Indian soyabean futures dropped on Thursday on a drop in soyameal exports, while soyaoil and rapeseed fell on rising supplies and weakness in overseas edible oil prices. At 0809 GMT, the benchmark Malaysian palm oil contract was down 0.09 percent at 2,287 ringgit per tonne. US soyabeans were up 0.12 percent at $14.80-3/4 per bushel.
“Demand for soyabeans is weak from oil millers. Exports demand for soyameal is weak and it seems it will remain subdued due to higher soyabean prices,” said Nalini Rao, an analyst at India Infoline Ltd. India’s soyameal exports in April sank 67 percent from a month ago to 99,451 tonnes, dropping for a third straight month as farmers held back stocks in a move that tightened supply and boosted prices of the animal feed.
The key June soyabean contract on the National Commodity and Derivatives Exchange dropped 1.29 percent to 3,861 rupees per 100 kg. A weak rupee, which makes edible oil imports expensive and also raises returns of oilmeal exporters, limited the downside. The local currency was down.

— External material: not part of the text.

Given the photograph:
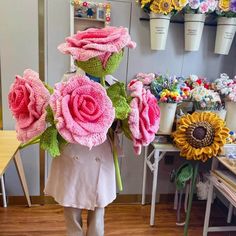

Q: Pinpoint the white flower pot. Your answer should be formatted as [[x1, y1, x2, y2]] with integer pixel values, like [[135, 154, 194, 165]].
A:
[[225, 101, 236, 131], [157, 103, 177, 135], [212, 109, 227, 120], [184, 14, 206, 51], [150, 12, 170, 50], [215, 17, 236, 55]]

The key June soyaoil contract was down 0.30 percent at 689.60 rupees per 10 kg, while the rapeseed contract for June edged down 0.15 percent to 3,434 rupees per 100 kg. At the Indore spot market in Madhya Pradesh, soyaoil eased 0.55 rupee to 723.60 rupees per 10 kg, while soyabeans edged down 9 rupees to 4,030 rupees per 100 kg. At Jaipur in Rajasthan, rapeseed eased 2 rupees to 3,406 rupees. Rapeseed output is estimated to have risen about 22 percent on year to 7.15 million tonnes in 2012-13, a trade body said.